Je rêvais la mer, des lointains voyages, les amours, les triomphes, toutes choses avortées dans mon existence, cadavres avant d’avoir vécu.

Hélas ! tout cela n’était donc pas fait pour moi ? Je n’envie pas les autres, car chacun se plaint du fardeau dont la fatalité l’accable ; les uns le jettent avant l’existence finie, d’autres le portent jusqu’au bout. Et moi, le porterai-je ?

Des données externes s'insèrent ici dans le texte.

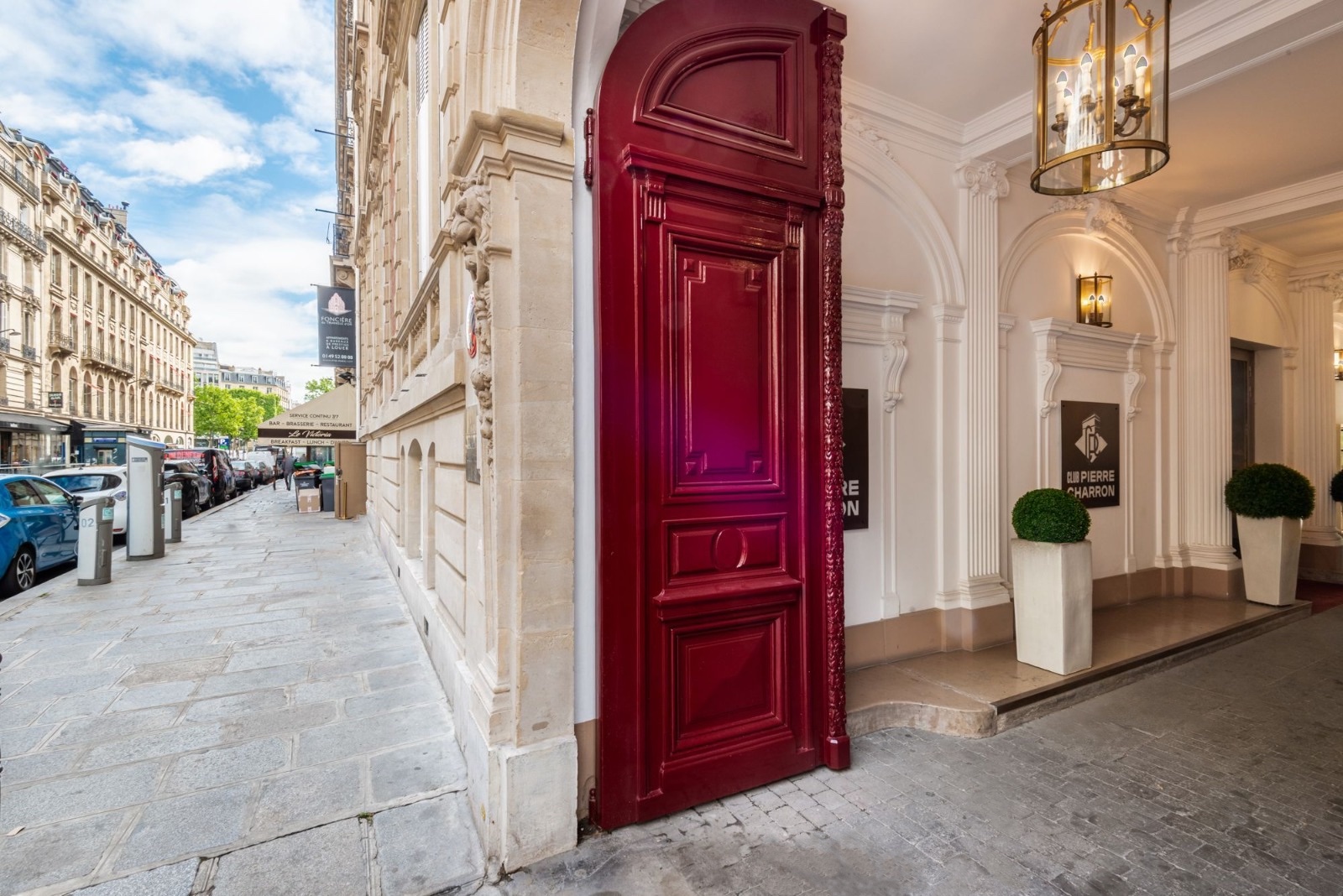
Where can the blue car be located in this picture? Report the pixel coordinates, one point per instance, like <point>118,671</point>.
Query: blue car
<point>39,529</point>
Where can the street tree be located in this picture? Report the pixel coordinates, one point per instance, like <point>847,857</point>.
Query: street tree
<point>217,414</point>
<point>315,388</point>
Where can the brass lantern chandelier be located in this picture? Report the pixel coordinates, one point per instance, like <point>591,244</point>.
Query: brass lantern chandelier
<point>1101,93</point>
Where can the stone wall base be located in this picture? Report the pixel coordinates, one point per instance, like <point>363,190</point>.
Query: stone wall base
<point>1322,562</point>
<point>521,797</point>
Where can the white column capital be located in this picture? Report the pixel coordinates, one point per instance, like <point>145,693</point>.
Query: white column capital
<point>984,179</point>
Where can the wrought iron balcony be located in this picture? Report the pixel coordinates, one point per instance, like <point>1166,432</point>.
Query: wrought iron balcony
<point>24,232</point>
<point>20,180</point>
<point>60,342</point>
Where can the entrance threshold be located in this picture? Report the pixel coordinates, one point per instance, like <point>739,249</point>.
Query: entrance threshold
<point>984,692</point>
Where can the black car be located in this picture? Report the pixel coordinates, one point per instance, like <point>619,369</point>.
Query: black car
<point>212,464</point>
<point>246,475</point>
<point>196,494</point>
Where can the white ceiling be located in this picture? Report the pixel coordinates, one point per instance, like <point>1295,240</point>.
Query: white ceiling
<point>1257,101</point>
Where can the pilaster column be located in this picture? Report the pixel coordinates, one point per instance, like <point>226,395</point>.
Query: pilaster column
<point>980,584</point>
<point>1205,374</point>
<point>1316,441</point>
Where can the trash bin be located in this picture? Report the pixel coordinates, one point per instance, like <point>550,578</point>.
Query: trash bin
<point>306,492</point>
<point>328,484</point>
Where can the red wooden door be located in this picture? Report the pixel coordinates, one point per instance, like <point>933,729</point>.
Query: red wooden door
<point>719,212</point>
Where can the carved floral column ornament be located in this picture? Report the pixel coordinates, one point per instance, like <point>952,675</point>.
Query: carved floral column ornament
<point>1316,448</point>
<point>836,738</point>
<point>470,232</point>
<point>980,568</point>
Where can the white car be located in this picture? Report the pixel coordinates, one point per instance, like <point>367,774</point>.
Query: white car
<point>97,482</point>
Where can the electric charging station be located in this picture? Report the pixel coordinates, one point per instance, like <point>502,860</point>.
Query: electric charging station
<point>144,497</point>
<point>96,519</point>
<point>172,513</point>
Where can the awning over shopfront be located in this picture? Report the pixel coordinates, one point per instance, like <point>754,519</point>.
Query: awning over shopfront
<point>13,421</point>
<point>321,421</point>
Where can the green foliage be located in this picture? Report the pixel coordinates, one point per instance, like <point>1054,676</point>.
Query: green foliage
<point>217,412</point>
<point>315,388</point>
<point>270,405</point>
<point>1262,491</point>
<point>1051,515</point>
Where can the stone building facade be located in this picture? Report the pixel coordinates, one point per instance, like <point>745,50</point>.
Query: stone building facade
<point>470,240</point>
<point>264,381</point>
<point>97,333</point>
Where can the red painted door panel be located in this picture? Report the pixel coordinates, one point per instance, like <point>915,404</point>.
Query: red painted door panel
<point>709,405</point>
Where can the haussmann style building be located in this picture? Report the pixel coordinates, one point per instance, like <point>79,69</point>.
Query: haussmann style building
<point>685,412</point>
<point>96,338</point>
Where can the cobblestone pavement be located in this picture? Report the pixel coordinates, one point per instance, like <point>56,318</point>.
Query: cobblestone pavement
<point>1222,775</point>
<point>253,714</point>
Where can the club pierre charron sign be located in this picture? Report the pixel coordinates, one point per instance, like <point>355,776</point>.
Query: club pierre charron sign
<point>1091,452</point>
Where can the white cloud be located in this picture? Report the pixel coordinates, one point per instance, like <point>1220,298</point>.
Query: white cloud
<point>178,110</point>
<point>190,160</point>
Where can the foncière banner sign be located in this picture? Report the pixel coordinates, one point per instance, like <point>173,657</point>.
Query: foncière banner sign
<point>1091,452</point>
<point>335,327</point>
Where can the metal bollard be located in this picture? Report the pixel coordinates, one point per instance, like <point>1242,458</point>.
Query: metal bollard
<point>94,546</point>
<point>172,514</point>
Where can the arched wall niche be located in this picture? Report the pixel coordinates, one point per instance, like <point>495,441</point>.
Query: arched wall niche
<point>1052,358</point>
<point>1260,320</point>
<point>895,248</point>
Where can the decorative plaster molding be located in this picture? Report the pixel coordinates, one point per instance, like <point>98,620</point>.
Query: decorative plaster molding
<point>1064,344</point>
<point>470,232</point>
<point>984,179</point>
<point>948,317</point>
<point>1331,284</point>
<point>1100,212</point>
<point>1252,263</point>
<point>877,317</point>
<point>868,132</point>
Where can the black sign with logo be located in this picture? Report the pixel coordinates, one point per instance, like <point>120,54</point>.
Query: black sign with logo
<point>856,459</point>
<point>335,327</point>
<point>1091,452</point>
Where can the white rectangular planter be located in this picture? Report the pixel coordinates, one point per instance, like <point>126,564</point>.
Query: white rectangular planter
<point>1269,553</point>
<point>1052,604</point>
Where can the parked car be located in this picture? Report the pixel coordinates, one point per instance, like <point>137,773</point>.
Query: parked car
<point>246,474</point>
<point>214,464</point>
<point>39,529</point>
<point>265,463</point>
<point>196,494</point>
<point>97,482</point>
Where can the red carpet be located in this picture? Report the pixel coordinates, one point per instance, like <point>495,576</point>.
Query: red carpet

À peine ai-je vu la vie qu’il y a eu un immense dégoût dans mon âme ; j’ai porté à ma bouche tous les fruits, ils m’ont semblé amers, je les ai repoussés et voilà que je meurs de faim. Mourir si jeune, sans espoir dans la tombe, sans être sûr d’y dormir, sans savoir si sa paix est inviolable ! Se jeter dans les bras du néant et douter s’il vous recevra !

Oui, je meurs, car est-ce vivre de voir son passé comme l’eau écoulée dans la mer, le présent comme une cage, l’avenir comme un linceul ?

IX

Il y a des choses insignifiantes qui m’ont frappé fortement et que je garderai toujours comme l’empreinte d’un fer rouge, quoiqu’elles soient banales et niaises.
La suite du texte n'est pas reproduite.